Immunolabeling was performed on acetone-fixed cells after cytocentrifugation (50,000 cells/slide) and on cell pellet sections. Anti-CD23 antibody (clone MHM6, from Dako, Glostrup, Denmark) was used diluted at 1/20. Anti-CD77 antibody (clone 38–13, a kind gift of Dr. J. Wiels, Institut Gustave Roussy, Villejuif, France) was used diluted at 1/20. Immunolabeling for flow-cytometry was performed as previously described (Feuillard et al, 1995) using an EPICS XL 4C Coulter apparatus. For immunocytochemistry, anti-LMP1 antibody (clone CS1–4 from DAKO, Glostrup, Denmark) was used diluted at 1/20. A standard avidin-biotin-peroxidase technique was performed according to the manufacturer’s procedure (Vectastain kit, Burlingame, California).

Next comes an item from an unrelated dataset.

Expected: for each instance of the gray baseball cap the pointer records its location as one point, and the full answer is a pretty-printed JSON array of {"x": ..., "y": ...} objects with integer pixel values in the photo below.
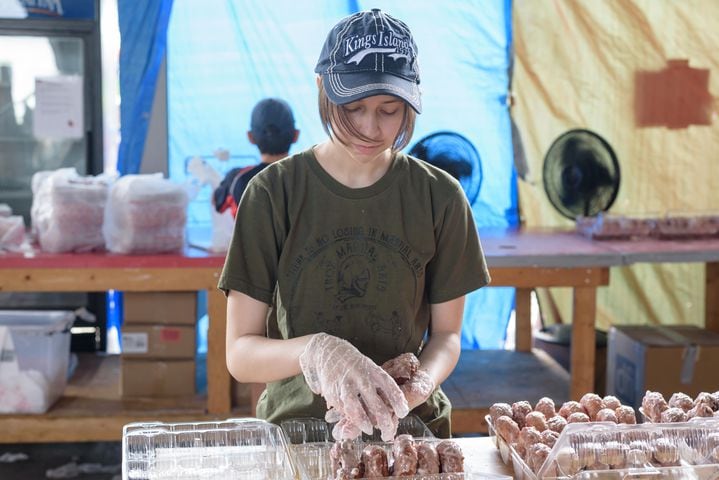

Proliferation, Cell Cycle, and Apoptosis

To assess the cell proliferation rate, 20 million cells were suspended in 30 ml of standard medium (660,000 cells/ml). Cell concentration was determined from an aliquot of 300 μl of the cell suspension. Doubling time was measured during the exponential growth phase. Cell cycle analysis and detection of apoptosis was performed by flow-cytometry as described (Asso Bonnet et al, 1998) on the basis of BrdU incorporation into DNA and staining with propidium iodide. Fluorescence analysis of chromatin condensation and fragmentation was performed after cytocentrifugation of 50,000 cells and DNA staining with the Hoechst 33258 diluted at 20 μg/ml in PBS. Staining of cells with FITC-conjugated Annexin V (BD Biosciences, Erembodegen, Belgium) was performed according to the manufacturer’s protocol.